A Survey of Source Code Summarization

Devjeet Roy

QE Oral Presentation

Introduction

Software Developers spend a significant portion of their time comprehending source code

Proper documentation and inline comments in source code is vital to the comprension process.

Maintaining documentation is resource intensitve

Automatic Source Code Summarization

The automatic generation of source code documentation without human interventation

Approaches exist that apply to a wide range of source code artifacts:

* methods, classes, source code segments

* version control commits

* release notes

This survey

+ Abstractive Summarization only

+ Source code intrinsic documentation only (excludes generation of release notes, commit messages and other extrinsic documentation)

- Excludes crowd-sourcing based approaches (which are sometimes included in literature reviews)

Methodology

Template Based Approaches

Relies on pre-defined templates for summary generation.

Templating systems range from simple, text templates to complex Natural Language Generation (NLG) systems.

Typically use information retrieval (IR) and/or program analysis to fill templates

Deep Learning

Machine learning technique

Generates full sentences directly without the use of templates

Typically trained on large amounts of data for state-of-the-art performance

Templates vs Deep Learning

Template based approaches require significant amounts of human effort to build/maintain templates

Deep learning based approaches are expensive computationally and require large amounts of data

However, deep learning generalizes better, and can often be more natural.

Templates vs Deep Learning

The first deep learning based summarization approaches appeared in 2016.

Ever since 2018, most summarization approaches are based on deep learning

Evaluation Methods

Manual Verification

Researchers manually verify correctness/quality of their summarization approach.

Used more in earlier works in summarization, not commonly used any more.

Large potential for bias

Difficult to replicate results

Human Study

The summarization approach is evaluated by external human participants

Gold standard for evaluation

Resource intensive

Automatic Evaluation

The summarization approach is evaluated using automatic metrics that serve as a proxy for human judgement.

Commonly used metrics: BLEU, ROUGE, METEOR.

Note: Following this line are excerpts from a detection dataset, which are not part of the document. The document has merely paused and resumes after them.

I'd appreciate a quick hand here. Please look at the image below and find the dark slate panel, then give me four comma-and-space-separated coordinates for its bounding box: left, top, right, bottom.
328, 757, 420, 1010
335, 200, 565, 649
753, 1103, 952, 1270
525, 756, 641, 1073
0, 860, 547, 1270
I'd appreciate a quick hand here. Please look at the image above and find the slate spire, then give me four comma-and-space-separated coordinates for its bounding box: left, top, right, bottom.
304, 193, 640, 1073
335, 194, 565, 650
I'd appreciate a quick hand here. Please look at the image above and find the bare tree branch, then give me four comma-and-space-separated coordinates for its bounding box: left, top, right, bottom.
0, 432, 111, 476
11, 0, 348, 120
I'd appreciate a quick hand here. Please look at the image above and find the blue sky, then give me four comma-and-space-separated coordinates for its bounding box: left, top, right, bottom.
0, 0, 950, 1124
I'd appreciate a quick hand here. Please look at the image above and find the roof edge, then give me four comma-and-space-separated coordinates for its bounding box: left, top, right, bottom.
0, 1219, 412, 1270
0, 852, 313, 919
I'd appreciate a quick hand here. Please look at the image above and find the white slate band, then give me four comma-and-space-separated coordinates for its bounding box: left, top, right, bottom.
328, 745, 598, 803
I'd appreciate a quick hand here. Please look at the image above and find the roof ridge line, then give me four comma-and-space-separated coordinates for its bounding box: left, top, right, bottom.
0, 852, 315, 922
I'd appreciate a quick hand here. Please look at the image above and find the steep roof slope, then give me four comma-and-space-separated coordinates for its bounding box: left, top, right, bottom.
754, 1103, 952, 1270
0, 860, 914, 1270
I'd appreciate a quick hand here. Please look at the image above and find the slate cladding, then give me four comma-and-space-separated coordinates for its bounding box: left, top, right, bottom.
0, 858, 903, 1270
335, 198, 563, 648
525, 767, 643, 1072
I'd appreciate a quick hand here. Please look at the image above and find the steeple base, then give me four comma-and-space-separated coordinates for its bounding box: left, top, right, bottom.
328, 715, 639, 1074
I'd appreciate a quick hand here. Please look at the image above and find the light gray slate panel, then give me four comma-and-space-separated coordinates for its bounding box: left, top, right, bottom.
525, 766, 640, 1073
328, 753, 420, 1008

Can be easily applied to large datasets.

Unclear as to how effective they are at approximating human judgement

Change in Evaluation Methods

Gradual shift from manual verification/human studies to automatic evaluation metrics

  • largely due to the adoption of deep learning techniques

Only 4/14 deep learning based papers from the last 4 years include human study to augment automatic evaluation

Datasets in Summarization

Datasets

Easily available from publicly hosted repositories on services like GitHub, BitBucket etc.

The landscape is fairly fragmented; there are no standard benchmark datasets, which makes comparing performance across approaches difficult

Changed significantly since the early days of summarization:

from small(1-10 projects) to extremely large (> 1000 projects)

Limitations of Existing Literature

Evaluation Problem

The Evaluation Problem

Currently, the majority of summarization papers use automatic metrics as their evaluation method

The metrics used are adapted from Neural Machine Translation (NMT)

However, the validity of these metrics in the context of code summarization remains unclear.

There are significant differences between datasets used in machine natural language processing, and datasets in code summarization (Gros et al)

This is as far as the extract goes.